Certain(e)s auteur(e)s ont une telle maîtrise de leur art qu'ils arrivent à expérimenter tout en alliant le beau, l’intéressant et la pertinence. Avec « Les intrus », Adrian Tomine nous emporte dans une peinture douce-amère de personnages perdues dans la société occidentale. Au fil de 6 histoires n'ayant au premier regard pas de lien entre elles, Les intrus dresse un portrait drôle, cassant et fascinant de l'homme « moderne ». (Le recueil porte en français le titre de la dernière histoire « Les intrus »).
Les histoires n'ont pas de lien entre elles au niveau du scénario, des lieux où des personnages. Pourtant, la question de la reconnaissance des autres est présente tout le long de la lecture. La recherche de la reconnaissance des pairs ce décline sous différents moyens selon les histoires : la création artistique, l'assurance qu'on est unique, l'amour, la parentalité, ou encore l'humour. Cette reconnaissance n'est jamais celle que l'on souhaite et s'accompagne souvent par un sentiment de solitude lié au fait que nous sommes des êtres incompris.
Les personnages donnent l'impression de ne pas arriver à communiquer avec les autres, même et surtout au sein d'une famille. Une solitude remplie de détresse se dégage d'eux. On pourrait penser que « Les intrus » du titre français fait référence à la manière dont nous sommes tous des intrus pour les autres, même nos proches.
Malgré des thématiques communes, chaque histoire est bien distincte des autres. Un des gros point fort de l'auteur est de réussir à créer rapidement des personnages via des dialogues fins et réalistes mais aussi grâce à la précision de son trait quand il s'agit de rendre ses personnages expressifs.
On pourrait craindre que les histoires ne soient pas assez marquante au vu de leur faible longueur.. pourtant ce n'est pas le cas, le contexte est composé en quelques cases, tout est fluides jusqu'à un final aussi surprenant qu'évident. Adrian Tomine est passé maître dans l'art de créer des minis mondes/histoires qui sont immédiatement prenant et marquant tout en laissant vivre et grandir ses personnages une fois l'histoire finie.
Si visuellement, on pense beaucoup au travail de Chris Ware et Daniel Clowes pour les pages en couleur, le dessin de Tomine est reconnaissable au premiers coup d’œil tant son trait fin et aéré possède une finesse du regard et de l’expression assez unique. La mise en page se renouvelle constamment dans ce livre. On peux passer du noir et blanc à la couleur au sein d'une histoire ( Hortisculpture).
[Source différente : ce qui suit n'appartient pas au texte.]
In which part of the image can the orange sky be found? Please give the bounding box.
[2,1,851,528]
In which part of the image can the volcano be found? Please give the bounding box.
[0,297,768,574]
La colorisation ou le noir et blanc change entre chaque histoire tout comme le rythme et le nombre de cases par pages. Une histoire est même raconté par une narration sous forme de « carte postale ». Le fait que Adrian Tomine expérimente beaucoup dans cette BD ne l'a rends pas pour autant indigeste et brouillonne. Il arrive à transformer cet éclectisme en force en adaptant continuellement la narration au propos. Chaque histoire dégage une ambiance unique, où le fonds et la forme se marient avec soin.
Adrian Tomine repousse les possibilités de la bande dessinée tout en gardant un ton propre à lui. Les intrus est une lecture forte qui ne m'a pas laisser indifférent. Je suis définitivement conquis par ce grand portraitiste contemporain.